Según el MIT, los grupos de análisis de estrategia de futuro de Google y algunos pensadores pos humanistas, esa singularidad tendrá varias fases de implementación. La primera, la que veremos antes que otras, será la fase en la que los ordenadores alcanzarán un nivel de computación que asemejará las funciones del cerebro humano. Eso puede pasar entre 2025 y 2029. La quinta revolución industrial contrastará con las tendencias de la cuarta revolución en términos de deshumanización.

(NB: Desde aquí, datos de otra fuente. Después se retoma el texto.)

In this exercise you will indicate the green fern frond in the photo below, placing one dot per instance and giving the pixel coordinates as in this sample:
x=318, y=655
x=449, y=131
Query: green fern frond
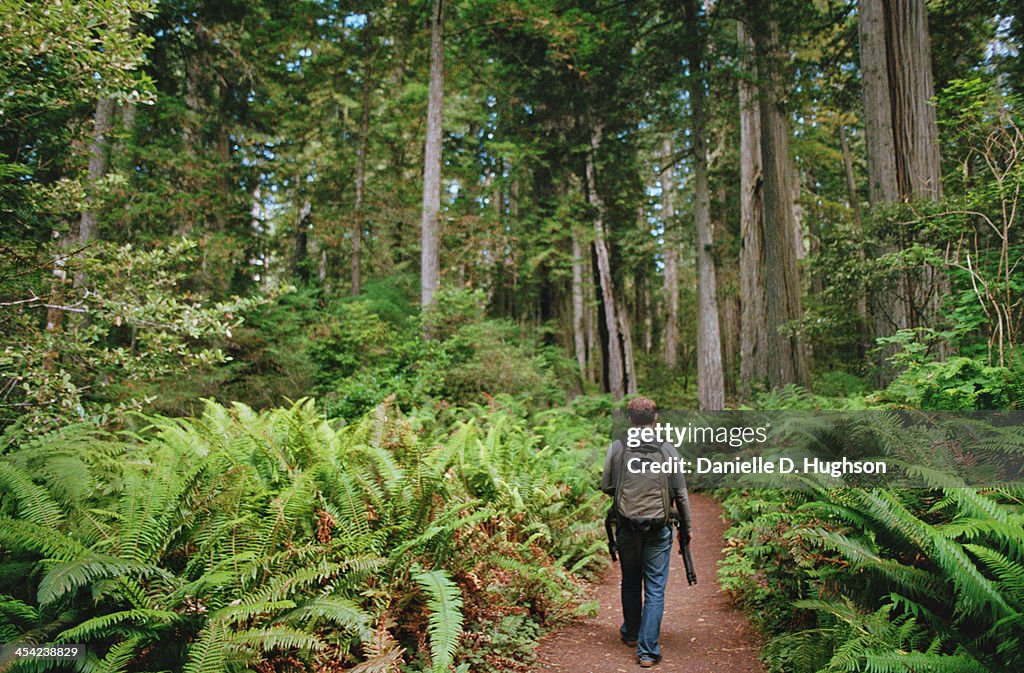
x=275, y=637
x=920, y=662
x=445, y=618
x=120, y=656
x=71, y=576
x=15, y=534
x=99, y=627
x=34, y=502
x=209, y=654
x=340, y=612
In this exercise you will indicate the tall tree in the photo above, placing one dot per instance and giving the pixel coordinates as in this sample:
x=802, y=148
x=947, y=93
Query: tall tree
x=671, y=255
x=753, y=330
x=616, y=380
x=903, y=159
x=429, y=225
x=358, y=214
x=785, y=352
x=711, y=384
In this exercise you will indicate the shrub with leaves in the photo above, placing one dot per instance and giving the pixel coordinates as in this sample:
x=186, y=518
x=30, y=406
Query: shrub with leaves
x=281, y=541
x=886, y=580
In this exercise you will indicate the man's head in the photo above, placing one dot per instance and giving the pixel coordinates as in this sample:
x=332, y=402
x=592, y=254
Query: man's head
x=641, y=411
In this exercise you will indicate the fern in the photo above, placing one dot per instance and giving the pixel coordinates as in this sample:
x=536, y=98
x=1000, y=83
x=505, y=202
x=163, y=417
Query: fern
x=34, y=502
x=445, y=618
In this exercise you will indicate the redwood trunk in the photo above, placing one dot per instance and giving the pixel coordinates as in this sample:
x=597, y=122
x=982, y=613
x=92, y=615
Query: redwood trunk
x=616, y=383
x=711, y=383
x=429, y=226
x=753, y=350
x=671, y=259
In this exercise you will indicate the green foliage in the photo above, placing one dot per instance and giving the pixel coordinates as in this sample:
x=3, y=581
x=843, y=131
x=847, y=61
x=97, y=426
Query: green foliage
x=882, y=579
x=951, y=383
x=445, y=618
x=136, y=322
x=244, y=540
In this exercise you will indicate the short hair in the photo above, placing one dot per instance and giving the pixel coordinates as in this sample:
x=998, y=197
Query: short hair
x=641, y=411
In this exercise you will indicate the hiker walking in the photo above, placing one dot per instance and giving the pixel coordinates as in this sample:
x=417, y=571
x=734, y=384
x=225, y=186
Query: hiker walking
x=646, y=504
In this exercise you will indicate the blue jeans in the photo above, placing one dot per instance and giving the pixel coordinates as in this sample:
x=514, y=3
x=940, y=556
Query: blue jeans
x=645, y=572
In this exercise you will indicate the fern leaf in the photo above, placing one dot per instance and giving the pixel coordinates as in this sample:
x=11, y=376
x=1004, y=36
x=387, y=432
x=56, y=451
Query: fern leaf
x=34, y=502
x=445, y=618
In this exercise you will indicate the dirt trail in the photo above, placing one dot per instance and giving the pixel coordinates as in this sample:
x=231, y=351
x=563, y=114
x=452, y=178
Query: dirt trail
x=701, y=632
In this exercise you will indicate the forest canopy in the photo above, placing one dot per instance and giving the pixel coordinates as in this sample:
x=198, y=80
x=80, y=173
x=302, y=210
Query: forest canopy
x=314, y=313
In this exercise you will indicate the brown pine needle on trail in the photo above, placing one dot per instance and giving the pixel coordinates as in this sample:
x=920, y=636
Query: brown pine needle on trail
x=701, y=631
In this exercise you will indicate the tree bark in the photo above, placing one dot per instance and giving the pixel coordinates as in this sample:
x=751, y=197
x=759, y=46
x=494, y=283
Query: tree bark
x=98, y=160
x=430, y=226
x=360, y=168
x=786, y=358
x=851, y=180
x=903, y=159
x=711, y=383
x=579, y=335
x=616, y=383
x=671, y=254
x=753, y=359
x=300, y=252
x=626, y=328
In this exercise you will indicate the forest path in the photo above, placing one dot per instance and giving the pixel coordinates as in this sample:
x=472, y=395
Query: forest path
x=701, y=631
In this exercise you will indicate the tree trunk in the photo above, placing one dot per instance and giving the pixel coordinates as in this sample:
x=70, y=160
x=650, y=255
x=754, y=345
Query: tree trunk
x=671, y=254
x=851, y=180
x=430, y=227
x=300, y=252
x=97, y=168
x=786, y=359
x=594, y=372
x=360, y=169
x=753, y=359
x=878, y=107
x=903, y=159
x=579, y=336
x=616, y=384
x=711, y=384
x=627, y=331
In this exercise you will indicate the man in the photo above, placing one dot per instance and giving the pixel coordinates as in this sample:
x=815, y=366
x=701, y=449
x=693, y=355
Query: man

El futuro del sector financiero no es el fintech, ni el blockchain, ni las oficinas virtuales, ni la inteligencia artificial. El futuro es la humanidad. Los robots ayudarán a los seres humanos a alinear los rendimientos de la inversión con el propósito. Se tendrá que diseñar una ética capaz de conjugar la intención. Por otro lado, y con toda seguridad, cerraremos de una vez por todas la brecha de género, enfocaremos el reparto más equilibrado de la riqueza mediante modelos fiscales seguramente.

-Cuáles serían las características básicas de esta nueva revolución industrial y tecnológica?

-La quinta revolución será conocida como la revolución de la sostenibilidad digital. Y eso tiene mucho sentido. Aun no habiendo sido asimilada la cuarta revolución industrial por los ciudadanos, las empresas y las instituciones, a través de nuevas tendencias en la evolución del hombre se anuncia la llegada de la quinta revolución industrial, la cual traerá consigo nuevos procesos, tecnologías y desarrollo orientados a mantener el valor de los productos y servicios el mayor tiempo posible, minimizando el desperdicio de materias primas, recursos y energías por ejemplo. De alguna manera hablaremos de la ‘Internet de la Energía’ o algo parecido.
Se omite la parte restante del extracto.